Rethinking Patent Fraud Enforcement in a Reform Era

Article excerpt

INTRODUCTION

I. A COMPROMISED STANDARD: THE CURRENT DOCTRINE OF
   INEQUITABLE CONDUCT
     A. Compromised Implementation: Institutional Conflict in
        the Assessment of Inequitable Conduct
     B. Compromised Authority of the Public Interest
II. RETHINKING THE PATENT FRAUD COMPROMISE
CONCLUSION

"As a political matter, piecemeal legislation to address inequitable conduct is not realistic. A call for simply relieving patent attorneys and applicants from the consequences of 'fraud' and 'inequitable conduct' will hardly evoke sympathetic attention from busy legislators and committee staffs." (1)

INTRODUCTION

A key element of our patent system is the desire to prevent a patentee from benefiting from potentially fraudulent behavior during the patent application process. Policing patent fraud prevents a patentee from obtaining a significant monopoly, either through active malfeasance or passive complicity, by disclosing incorrect or inaccurate information to the United States Patent and Trademark Office ("USPTO"). Beyond this equitable basis, the existence of legal mechanisms that prevent patent fraud serves to uphold the fundamental basis of the "patent bargain," which rests on the full and accurate disclosure of all relevant information relating to the invention. (2) Thus, the existence of policing mechanisms for fraud--in any form--is absolutely vital to uphold the transparency of any patent system.

A significant challenge exists, then, where, as in the United States, the policing mechanisms for fraud are deeply compromised by a jurisprudential standard that has created confusion for the patent community. We speak, of course, of the Court of Appeals for the Federal Circuit's ("Federal Circuit") recent re-examination of the materiality standard for the doctrine of inequitable conduct in cases such as eSpeed, Inc. v. BrokerTec USA, L.L.C., (3) McKesson Information Solutions, Inc. v. Bridge Medical, Inc., (4) Nilssen v. Osram Sylvania, Inc., (5) and Pfizer, Inc. v. Teva Pharmaceuticals USA, Inc. (6) The difficulty of policing fraud mechanisms arises from one particular jurisprudential choice: the Federal Circuit's failure to adopt the current materiality standard outlined in Rule 1.56(b). (7) This current standard replaced the earlier "reasonable examiner" standard, originally promulgated by USPTO in 1977. (8) While the Federal Circuit has affirmed findings of materiality based upon the 1992 Rule 1.56 standard, (9) it has declined to specifically address whether the 1992 Rule 1.56 standard replaced the 1977 "reasonable examiner" standard. Indeed, the Federal Circuit began to suggest that the sole standard should be the "reasonable examiner" standard. (10) These varying approaches have created a jurisprudential jumble that fails to offer significant certainty in assessing what standard will be applied to assess materiality during prosecution and enforcement of an issued patent.

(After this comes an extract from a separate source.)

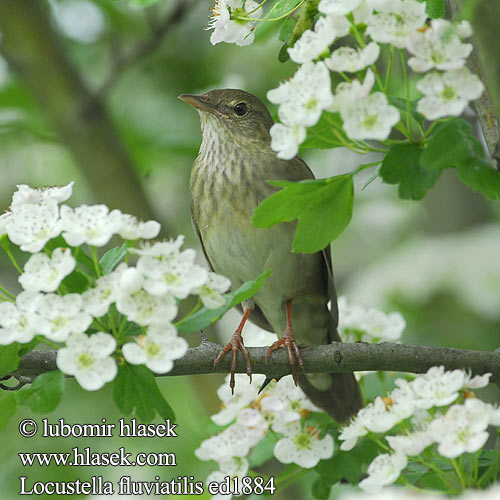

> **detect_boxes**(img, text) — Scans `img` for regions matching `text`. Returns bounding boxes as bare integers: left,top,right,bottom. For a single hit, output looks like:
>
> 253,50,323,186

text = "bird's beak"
178,94,216,113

The Federal Circuit's jurisprudential choice has proven once again to be controversial prompting new scholarly solutions (11) and new legislative proposals. (12) The controversy is organizing itself along familiar lines as everyone offers different ways of revising the materiality standard. One more stab at revising the materiality standard, at this point, may simply not work. In fact, instead of revising the materiality standard and the broader doctrine of inequitable conduct--of which the materiality standard is a key element--it might be time to revisit the implicit bargain represented by the entire doctrine of inequitable conduct.

This implicit bargain consists of three key assumptions. First, the doctrine of inequitable conduct itself rests in equity rather than an articulated statutory standard. (13) Second, the doctrine of inequitable conduct presumes only a competitor (and not other interested third parties or the government) can effectively police the patent fraud. (14) Third, the doctrine of inequitable conduct asserts the best way for a competitor to raise the issue of patent fraud is as a defense (and not through an independent private right of action). …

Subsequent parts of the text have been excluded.